È incensurato ed è titolare di una borsa lavoro al Comune di Ascoli Piceno, ma dell’imputato si conosce solo il suo presente, quello che lo vede presunto colpevole di detenzione e spaccio di stupefacenti. Una vicenda che ha scatenato le fantasie di molti, divenute quasi sentenze di condanna ancor prima che un giudice si fosse espresso. Leggende che il legale nominato d’ufficio Achille Ciribè, intende sfatare affinché si possa procedere ad un processo basato su fatti concreti.

L’imputato, essendo sottoposto quotidianamente ad invasive cure mediche, non agiva spontaneamente, bensì veniva indotto tramite minaccia fisica da parte di terzi, dediti all’uso ed allo spaccio di stupefacenti, ad agire in tal senso per loro conto. Questo è quanto riferisce l’avvocato Ciribè in una nota, sostenendo, inoltre, che lo stupefacente non è mai stato rinvenuto in casa del giovane, come la stampa locale avrebbe sostenuto, ma bensì, lo portava con se.
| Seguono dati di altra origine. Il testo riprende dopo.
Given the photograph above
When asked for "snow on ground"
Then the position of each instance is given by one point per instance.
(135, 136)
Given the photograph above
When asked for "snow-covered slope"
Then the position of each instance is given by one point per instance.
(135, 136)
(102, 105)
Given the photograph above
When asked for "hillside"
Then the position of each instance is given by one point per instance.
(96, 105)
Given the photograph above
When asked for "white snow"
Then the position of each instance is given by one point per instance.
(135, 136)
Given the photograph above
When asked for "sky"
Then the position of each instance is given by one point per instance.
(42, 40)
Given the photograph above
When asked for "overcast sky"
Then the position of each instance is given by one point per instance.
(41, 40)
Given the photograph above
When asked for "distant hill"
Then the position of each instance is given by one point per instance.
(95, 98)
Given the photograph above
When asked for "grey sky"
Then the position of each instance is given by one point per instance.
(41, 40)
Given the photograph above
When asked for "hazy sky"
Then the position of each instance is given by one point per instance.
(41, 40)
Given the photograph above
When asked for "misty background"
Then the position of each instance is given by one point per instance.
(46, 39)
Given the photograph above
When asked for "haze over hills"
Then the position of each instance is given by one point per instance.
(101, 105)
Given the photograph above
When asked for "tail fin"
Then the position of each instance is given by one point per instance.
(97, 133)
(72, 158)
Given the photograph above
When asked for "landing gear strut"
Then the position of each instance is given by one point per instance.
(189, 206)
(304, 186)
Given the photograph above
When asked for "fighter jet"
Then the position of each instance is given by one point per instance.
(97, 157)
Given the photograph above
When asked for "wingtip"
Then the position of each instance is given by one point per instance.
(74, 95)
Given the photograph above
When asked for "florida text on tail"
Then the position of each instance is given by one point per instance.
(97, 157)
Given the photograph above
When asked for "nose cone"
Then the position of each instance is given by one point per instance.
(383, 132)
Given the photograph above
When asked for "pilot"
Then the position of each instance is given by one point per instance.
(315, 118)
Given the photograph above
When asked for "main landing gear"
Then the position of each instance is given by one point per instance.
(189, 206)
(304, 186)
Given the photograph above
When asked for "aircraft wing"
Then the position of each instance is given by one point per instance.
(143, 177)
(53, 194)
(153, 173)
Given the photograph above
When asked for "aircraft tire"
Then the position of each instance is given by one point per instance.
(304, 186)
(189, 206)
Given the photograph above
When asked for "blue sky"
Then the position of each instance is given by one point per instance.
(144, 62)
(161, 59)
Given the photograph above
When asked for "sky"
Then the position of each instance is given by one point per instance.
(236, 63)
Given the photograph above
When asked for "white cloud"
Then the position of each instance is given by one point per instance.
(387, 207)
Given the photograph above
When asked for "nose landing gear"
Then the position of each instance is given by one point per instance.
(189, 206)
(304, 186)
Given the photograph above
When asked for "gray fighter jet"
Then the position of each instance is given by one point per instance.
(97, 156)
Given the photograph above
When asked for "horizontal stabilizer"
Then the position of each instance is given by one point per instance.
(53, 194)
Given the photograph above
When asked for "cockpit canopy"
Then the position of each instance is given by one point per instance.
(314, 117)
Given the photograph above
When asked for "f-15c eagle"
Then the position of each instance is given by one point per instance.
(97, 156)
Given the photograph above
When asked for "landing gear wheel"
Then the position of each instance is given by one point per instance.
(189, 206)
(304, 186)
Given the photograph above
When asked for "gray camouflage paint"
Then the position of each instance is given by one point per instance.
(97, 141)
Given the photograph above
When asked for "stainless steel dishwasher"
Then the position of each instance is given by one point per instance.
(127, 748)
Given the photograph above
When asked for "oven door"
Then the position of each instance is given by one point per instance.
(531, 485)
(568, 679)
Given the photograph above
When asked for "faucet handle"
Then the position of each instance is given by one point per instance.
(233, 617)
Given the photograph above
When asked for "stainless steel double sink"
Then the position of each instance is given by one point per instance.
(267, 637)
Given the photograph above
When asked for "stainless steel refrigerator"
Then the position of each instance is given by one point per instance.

Considerati i fatti emersi durante la convalida dell’arresto avvenuta il 22 agosto scorso, il Giudice Marco Bartoli, ha rigettato le richieste formulate dal Pubblico Ministero circa l’obbligo di firma del giovane, affetto da distrofia muscolare di duchenne, scarcerandolo in attesa del giudizio fissato per il 18 settembre 2012.